Despite occasionally graceful writing and input from hitherto untapped expert witnesses, this is not top-shelf Dylanology.

Four concerts viewed over more than four decades frame a new study of the musician.

Historian and poet Epstein (Lincoln’s Men: The President and His Private Secretaries, 2009, etc.) employs a quartet of Dylan gigs he attended—a 1963 solo acoustic date, a 1974 show with The Band, and 1997 and 2009 stops on the so-called Never Ending Tour—as pivots in his overview of the singer-songwriter’s 50-year musical journey.
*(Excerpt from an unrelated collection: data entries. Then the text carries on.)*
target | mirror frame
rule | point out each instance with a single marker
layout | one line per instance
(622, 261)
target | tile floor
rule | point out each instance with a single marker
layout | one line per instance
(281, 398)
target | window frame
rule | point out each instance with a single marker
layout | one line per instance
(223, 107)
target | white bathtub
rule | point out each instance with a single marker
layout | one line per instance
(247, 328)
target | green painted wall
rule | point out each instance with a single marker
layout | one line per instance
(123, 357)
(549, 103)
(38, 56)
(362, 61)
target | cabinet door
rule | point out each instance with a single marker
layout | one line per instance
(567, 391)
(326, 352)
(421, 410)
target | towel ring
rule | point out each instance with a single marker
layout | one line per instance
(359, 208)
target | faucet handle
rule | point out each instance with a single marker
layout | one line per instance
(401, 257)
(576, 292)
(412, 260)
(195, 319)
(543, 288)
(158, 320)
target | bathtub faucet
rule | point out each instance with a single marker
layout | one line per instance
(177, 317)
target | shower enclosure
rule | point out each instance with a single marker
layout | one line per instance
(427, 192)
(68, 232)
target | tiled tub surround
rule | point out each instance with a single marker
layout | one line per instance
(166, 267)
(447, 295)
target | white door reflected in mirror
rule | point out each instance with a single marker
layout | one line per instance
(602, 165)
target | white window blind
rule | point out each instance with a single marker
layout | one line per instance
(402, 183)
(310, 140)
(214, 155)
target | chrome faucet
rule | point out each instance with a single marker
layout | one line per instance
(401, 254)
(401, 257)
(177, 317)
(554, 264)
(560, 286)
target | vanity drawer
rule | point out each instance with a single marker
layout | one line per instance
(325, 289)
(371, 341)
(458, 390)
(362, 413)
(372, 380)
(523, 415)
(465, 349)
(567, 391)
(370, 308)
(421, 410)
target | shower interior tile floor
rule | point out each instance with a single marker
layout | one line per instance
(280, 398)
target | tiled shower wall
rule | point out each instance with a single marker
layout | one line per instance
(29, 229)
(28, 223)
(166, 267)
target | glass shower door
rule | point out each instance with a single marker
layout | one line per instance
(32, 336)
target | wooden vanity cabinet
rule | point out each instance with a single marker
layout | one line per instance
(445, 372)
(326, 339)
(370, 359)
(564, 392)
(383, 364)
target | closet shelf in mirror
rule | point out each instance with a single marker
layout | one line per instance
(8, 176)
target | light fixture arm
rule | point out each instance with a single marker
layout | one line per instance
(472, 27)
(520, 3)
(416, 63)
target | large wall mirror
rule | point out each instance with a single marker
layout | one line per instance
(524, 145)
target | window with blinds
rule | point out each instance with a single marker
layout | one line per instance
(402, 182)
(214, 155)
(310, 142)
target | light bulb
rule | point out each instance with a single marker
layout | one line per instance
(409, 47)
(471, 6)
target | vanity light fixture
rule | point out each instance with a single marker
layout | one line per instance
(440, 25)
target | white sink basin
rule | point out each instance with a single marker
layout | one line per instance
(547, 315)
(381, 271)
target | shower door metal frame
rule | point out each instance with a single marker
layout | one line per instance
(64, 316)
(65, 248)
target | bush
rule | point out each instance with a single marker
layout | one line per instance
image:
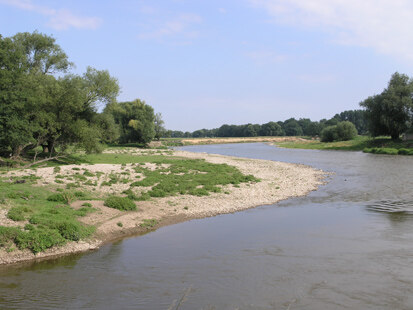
(120, 203)
(17, 213)
(329, 134)
(343, 131)
(346, 131)
(65, 197)
(8, 234)
(38, 240)
(73, 231)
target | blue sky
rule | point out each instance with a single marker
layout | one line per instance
(203, 63)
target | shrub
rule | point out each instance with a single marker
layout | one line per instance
(38, 240)
(120, 203)
(17, 213)
(343, 131)
(403, 151)
(65, 197)
(8, 234)
(346, 131)
(329, 134)
(73, 231)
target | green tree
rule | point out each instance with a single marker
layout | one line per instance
(292, 128)
(390, 113)
(135, 120)
(158, 126)
(271, 129)
(40, 106)
(343, 131)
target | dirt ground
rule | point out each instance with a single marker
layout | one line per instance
(195, 141)
(279, 181)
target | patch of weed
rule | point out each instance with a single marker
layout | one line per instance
(120, 203)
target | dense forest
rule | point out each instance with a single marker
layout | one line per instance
(45, 106)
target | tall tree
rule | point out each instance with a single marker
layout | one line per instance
(390, 113)
(135, 120)
(158, 126)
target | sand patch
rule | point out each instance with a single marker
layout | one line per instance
(279, 181)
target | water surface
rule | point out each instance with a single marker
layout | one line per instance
(348, 245)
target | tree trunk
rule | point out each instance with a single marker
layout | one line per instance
(395, 136)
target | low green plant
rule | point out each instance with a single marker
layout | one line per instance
(120, 203)
(149, 223)
(18, 213)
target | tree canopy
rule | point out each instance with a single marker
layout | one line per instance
(391, 112)
(43, 104)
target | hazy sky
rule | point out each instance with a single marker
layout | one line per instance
(203, 63)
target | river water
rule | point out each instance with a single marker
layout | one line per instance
(348, 245)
The results are a mixed bag. The ’63 performance in Washington, D.C., coincided with Dylan’s rise to folk-music stardom, and the ’74 Madison Square Garden stand was part of a trek that returned him to the stage after an eight-year layoff, but Epstein never integrates his observations into the flow of his biographical narrative. The latter two shows were merely stops on a long road, and the author parses them indifferently. Epstein is at his best dealing with his subject’s Minnesota boyhood, embrace of folk music and meteoric early-’60s ascent; fresh recollections from Nora Guthrie, daughter of Dylan’s role model Woody Guthrie, highlight the early going. Likewise, later chapters on the making of the important albums Time Out of Mind (1997) and Love and Theft (2001) benefit from revealing interviews with session men like drummer David Kemper and the late keyboardist-raconteur Jim Dickinson. Yet Epstein fails to penetrate the artist’s multitudinous masks at other crucial junctures. He offers nothing new about Dylan’s mid-’60s rock stardom, and his crucial relationship with first wife Sara Lownds is as mysterious here as it is in other accounts. The author has no patience with Dylan’s conversion to Christianity in the late ’70s, and the music that followed receives little consideration. Epstein takes in Dylan’s creatively manic later years as a touring and recording artist, writer, painter and radio host with an obsessive’s eye, but all the detail feels unsorted and second-hand.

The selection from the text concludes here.